Dr. Jason Wang, Professor of Computer Science
New Jersey Institute of Technology


Abstract

I will give an overview of data mining problems in bioinformatics, with a focus on RNA motif discovery. The ``central dogma'' of molecular biology refers to the basic flow of information from DNA to messenger RNA (mRNA) to protein. In this flow, a DNA sequence is transcribed to an mRNA sequence, which is then translated to a protein sequence.

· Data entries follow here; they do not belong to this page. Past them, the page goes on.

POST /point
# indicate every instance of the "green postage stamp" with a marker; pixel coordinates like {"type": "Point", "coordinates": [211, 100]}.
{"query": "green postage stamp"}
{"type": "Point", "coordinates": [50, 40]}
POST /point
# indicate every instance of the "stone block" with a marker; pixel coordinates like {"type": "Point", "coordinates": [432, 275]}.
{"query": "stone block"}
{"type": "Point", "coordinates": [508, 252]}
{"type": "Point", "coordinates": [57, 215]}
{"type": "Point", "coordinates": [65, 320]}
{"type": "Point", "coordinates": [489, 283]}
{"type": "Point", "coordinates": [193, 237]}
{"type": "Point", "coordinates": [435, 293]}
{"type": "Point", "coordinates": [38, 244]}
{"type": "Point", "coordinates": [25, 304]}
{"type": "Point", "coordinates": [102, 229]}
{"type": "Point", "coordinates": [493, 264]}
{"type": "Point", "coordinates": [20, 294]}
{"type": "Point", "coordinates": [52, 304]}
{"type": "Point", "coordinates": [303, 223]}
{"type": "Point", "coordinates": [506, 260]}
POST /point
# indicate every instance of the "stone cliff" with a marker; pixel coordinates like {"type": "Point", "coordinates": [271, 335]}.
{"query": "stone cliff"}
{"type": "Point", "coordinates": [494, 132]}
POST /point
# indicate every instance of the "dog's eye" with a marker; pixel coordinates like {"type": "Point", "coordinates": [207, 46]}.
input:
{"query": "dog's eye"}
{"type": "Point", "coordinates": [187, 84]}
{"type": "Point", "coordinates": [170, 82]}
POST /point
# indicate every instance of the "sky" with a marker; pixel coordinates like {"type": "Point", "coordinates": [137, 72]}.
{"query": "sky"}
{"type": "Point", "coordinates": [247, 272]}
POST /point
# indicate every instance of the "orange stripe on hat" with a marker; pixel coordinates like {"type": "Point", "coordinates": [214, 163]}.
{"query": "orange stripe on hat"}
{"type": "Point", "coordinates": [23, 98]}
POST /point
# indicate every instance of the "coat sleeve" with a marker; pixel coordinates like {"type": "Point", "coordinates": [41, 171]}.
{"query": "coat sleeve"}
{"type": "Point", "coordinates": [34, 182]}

RNA motifs, often obtained from wet lab experiments conducted by bench biologists, are small segments on RNA sequences or RNA structures. These motifs have been shown to play various roles in post-transcriptional control including mRNA translation, mRNA stability, and gene regulation, among others. Computational bioinformatitions develop software tools to automatically detect RNA motifs in genomes. Their findings are then validated through wet lab experiments or biomedical literature, and sometimes may lead to new discoveries concerning the functions of RNA. In this talk, we present a toolkit, called RADAR (acronym for RNA Data Analysis and Research), for finding motifs in RNA structures. This toolkit employs an efficient dynamic programming algorithm for aligning two or more RNA secondary structures. The RADAR toolkit is being applied to several organisms including human, mouse, rat, Drosophila, virus, as well as trypanosome mRNAs, and preliminary results are promising. RADAR is part of a long-term project aiming to build a cyber infrastructure for RNA data mining and data integration. This cyber infrastructure enables access, retrieval, comparison, analysis, and discovery of biologically significant RNA motifs through the Internet as well as the integration of these motifs with online biomedical ontologies. The presentation will conclude by pointing out some directions of future work and research challenges.